Problem

Given an array of n positive integers and a positive integers, find the minimal length of a contiguous subarray of which the sum ≥s. If there isn't one, return 0 instead.

For example, given the array[2,3,1,2,4,3]ands = 7,
the subarray[4,3]has the minimal length under the problem constraint.

Solution:

Approach 1: with time O(n)

1. create prefix sum array of size n + 1 for all elements of nums from i = 0 to n - 1 mapping to i = 1 to n with preSums[0] = 0

2. use a deque and a local variable curSum To loop thru preSums:

   1. append preSum[i] if the curSum < s
   2. record length and deque.popleft() if curSum >= s

3. return the shortest length

Approach 2: with time O(n log n)

1. create prefix sum array like Approach one
2. loop thru prefix sum, for each element i,
   1. binary search to find the smallest following element j, such that preSums[j] - preSums[i] >= s
3. return result

be careful with return conditions. Read problem carefully. and Remember to mark the problem in code. write the code immediately for careful return conditions

Python Solution:

time O(n)

import sys
from collections import deque
class Solution(object):


    def minSubArrayLen(self, s, nums):
        """
        :type s: int
        :type nums: List[int]
        :rtype: int
        """

        # there isn't one, return 0 instead.
        q = deque()
        i = 0
        n = len(nums)
        curSum = 0
        resLen = sys.maxint
        while i < n:
            while i < n and curSum < s:
                q.append(nums[i])
                curSum += nums[i]
                i += 1
            while curSum >= s:
                resLen = min(resLen, len(q))
                curSum -= q.popleft()
        if resLen == sys.maxint:
            return 0
        return resLen

time O(n log n )

import sys

class Solution(object):
    def minSubArrayLen(self, s, nums):
        """
        :type s: int
        :type nums: List[int]
        :rtype: int
        """
        return self.solveNlogN(s, nums)

    def solveNlogN(self, s, nums):
        n = len(nums)
        preSums = [0] * (n+1)
        # setup prefix sums 
        for i in range(n):
            preSums[i+1] = preSums[i] + nums[i]
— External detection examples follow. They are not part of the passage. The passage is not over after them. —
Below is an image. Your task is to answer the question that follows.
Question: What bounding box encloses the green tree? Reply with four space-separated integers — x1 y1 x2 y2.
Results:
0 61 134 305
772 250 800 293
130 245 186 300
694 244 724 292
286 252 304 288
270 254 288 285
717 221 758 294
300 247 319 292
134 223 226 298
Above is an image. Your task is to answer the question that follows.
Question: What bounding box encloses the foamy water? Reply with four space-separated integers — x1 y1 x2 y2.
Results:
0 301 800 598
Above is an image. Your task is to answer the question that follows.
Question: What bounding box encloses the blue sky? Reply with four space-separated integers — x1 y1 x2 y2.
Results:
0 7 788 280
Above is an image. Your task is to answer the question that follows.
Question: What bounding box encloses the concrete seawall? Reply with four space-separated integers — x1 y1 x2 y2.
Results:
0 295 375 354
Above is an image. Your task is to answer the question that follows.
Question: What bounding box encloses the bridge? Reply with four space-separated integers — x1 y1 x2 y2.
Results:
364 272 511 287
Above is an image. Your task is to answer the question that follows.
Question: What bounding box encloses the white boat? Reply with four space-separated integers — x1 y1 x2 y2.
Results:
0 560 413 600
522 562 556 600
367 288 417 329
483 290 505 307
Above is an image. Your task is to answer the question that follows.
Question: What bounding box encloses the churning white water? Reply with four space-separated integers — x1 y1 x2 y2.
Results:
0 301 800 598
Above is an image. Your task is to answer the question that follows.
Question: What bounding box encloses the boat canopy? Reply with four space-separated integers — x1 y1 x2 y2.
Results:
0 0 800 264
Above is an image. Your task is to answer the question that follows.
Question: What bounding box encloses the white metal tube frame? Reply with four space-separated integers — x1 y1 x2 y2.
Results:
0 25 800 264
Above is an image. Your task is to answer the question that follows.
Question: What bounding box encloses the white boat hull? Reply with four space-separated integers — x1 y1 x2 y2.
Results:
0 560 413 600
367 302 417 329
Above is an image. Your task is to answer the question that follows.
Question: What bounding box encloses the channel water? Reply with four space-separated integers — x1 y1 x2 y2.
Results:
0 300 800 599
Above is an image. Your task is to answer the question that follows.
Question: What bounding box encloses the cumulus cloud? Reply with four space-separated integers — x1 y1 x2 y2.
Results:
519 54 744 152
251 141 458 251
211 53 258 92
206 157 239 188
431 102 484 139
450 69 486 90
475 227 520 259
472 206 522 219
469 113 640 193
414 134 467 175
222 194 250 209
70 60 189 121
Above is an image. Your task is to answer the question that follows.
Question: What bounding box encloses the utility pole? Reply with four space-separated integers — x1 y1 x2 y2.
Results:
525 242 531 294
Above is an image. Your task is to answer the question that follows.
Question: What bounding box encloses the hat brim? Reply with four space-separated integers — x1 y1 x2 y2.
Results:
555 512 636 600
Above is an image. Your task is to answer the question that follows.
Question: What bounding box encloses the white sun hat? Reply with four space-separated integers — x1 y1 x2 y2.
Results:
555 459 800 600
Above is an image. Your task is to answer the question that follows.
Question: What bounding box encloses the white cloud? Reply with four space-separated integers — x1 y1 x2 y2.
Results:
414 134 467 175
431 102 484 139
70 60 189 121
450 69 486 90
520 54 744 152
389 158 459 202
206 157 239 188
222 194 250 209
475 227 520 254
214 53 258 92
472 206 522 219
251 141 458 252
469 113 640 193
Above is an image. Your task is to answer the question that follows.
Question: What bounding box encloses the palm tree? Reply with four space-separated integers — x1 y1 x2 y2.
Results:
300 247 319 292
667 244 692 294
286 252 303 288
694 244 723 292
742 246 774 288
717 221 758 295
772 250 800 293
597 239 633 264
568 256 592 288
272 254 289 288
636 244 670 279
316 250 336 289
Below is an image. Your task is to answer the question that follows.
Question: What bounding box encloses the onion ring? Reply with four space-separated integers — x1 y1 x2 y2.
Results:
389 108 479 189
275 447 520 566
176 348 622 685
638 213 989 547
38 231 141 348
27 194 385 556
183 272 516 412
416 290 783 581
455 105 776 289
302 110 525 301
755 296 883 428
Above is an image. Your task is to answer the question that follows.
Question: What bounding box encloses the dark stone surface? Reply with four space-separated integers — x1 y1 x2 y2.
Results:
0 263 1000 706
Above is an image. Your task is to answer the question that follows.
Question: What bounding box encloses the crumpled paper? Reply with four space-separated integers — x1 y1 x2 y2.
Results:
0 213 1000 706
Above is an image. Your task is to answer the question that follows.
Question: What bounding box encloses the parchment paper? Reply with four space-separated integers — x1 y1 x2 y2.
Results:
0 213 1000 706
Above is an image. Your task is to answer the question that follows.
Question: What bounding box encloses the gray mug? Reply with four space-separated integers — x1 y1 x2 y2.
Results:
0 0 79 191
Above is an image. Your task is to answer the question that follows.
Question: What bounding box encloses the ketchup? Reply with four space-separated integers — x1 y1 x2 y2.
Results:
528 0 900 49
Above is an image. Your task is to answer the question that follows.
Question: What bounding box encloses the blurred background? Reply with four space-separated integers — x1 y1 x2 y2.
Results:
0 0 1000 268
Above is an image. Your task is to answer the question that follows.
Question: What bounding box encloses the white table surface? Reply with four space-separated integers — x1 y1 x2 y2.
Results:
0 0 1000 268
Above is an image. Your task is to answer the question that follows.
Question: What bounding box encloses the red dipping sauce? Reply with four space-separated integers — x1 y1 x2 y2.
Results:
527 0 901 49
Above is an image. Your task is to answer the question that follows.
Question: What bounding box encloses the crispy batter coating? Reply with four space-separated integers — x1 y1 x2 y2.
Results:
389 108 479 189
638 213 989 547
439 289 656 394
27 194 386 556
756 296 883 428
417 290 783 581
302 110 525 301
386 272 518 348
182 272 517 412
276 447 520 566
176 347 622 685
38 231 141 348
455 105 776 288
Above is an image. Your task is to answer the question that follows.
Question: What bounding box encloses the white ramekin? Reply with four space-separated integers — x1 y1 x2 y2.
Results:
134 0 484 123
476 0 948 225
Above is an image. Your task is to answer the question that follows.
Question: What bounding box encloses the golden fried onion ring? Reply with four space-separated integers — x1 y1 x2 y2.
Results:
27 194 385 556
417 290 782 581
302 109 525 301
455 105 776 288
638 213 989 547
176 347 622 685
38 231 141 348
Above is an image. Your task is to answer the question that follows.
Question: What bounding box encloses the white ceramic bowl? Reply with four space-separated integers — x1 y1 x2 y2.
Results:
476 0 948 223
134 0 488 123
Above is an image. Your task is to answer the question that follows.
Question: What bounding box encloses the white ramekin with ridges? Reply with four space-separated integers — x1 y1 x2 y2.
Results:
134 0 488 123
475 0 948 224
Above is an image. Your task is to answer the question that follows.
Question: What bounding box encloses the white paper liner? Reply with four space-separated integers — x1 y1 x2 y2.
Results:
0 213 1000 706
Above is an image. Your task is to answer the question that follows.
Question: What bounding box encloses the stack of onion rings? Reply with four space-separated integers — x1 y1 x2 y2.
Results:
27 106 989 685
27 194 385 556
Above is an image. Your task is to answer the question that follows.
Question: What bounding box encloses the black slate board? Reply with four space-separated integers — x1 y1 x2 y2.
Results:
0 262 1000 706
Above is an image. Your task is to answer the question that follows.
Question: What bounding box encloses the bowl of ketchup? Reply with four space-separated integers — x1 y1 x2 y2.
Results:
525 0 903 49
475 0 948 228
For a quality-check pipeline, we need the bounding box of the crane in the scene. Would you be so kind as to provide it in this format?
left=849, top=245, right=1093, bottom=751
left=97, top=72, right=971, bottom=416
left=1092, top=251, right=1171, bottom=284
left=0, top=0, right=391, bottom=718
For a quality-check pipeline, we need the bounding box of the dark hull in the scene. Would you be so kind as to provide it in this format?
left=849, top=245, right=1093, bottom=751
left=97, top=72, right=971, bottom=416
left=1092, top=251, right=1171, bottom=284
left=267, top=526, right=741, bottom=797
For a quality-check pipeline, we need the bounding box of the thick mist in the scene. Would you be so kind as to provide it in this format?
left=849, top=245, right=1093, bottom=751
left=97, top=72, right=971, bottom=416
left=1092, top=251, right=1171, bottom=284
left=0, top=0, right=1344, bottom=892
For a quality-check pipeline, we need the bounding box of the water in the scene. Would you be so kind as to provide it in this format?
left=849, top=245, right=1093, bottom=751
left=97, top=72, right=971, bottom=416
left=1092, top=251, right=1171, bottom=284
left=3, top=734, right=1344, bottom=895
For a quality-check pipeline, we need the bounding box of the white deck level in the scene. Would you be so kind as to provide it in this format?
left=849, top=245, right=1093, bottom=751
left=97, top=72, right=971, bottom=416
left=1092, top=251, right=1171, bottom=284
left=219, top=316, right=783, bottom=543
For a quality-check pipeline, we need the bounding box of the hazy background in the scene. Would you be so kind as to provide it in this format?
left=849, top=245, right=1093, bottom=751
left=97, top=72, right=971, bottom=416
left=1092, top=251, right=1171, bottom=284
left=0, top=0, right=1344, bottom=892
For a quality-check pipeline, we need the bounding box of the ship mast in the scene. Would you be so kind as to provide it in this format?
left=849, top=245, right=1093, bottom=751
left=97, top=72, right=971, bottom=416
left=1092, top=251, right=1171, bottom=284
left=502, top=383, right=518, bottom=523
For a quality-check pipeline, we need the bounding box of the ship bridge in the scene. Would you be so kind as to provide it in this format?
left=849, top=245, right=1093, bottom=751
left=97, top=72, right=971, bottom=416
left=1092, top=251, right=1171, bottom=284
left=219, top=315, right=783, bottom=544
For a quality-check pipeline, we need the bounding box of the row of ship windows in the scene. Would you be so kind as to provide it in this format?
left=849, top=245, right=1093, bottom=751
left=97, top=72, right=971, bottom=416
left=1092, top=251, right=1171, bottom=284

        # for each i, the rest of it can be binary searched to find out the result
        res = sys.maxint
        for i in range(n):
            temp = self.binarySearch(i + 1, n, preSums, s, i)
            res = min(temp , res)

        if res == sys.maxint:
            return 0
        else:
            return res

    def binarySearch(self, l, r, preSums, s, start):

        while l + 1 < r:
            mid = l + (r - l) / 2
            if preSums[mid] - preSums[start] >= s:
                r = mid
            else:
                l = mid
        if preSums[l] - preSums[start] >= s:
            return l - start
        elif preSums[r] - preSums[start] >= s:
            return r - start
        else:
            return sys.maxint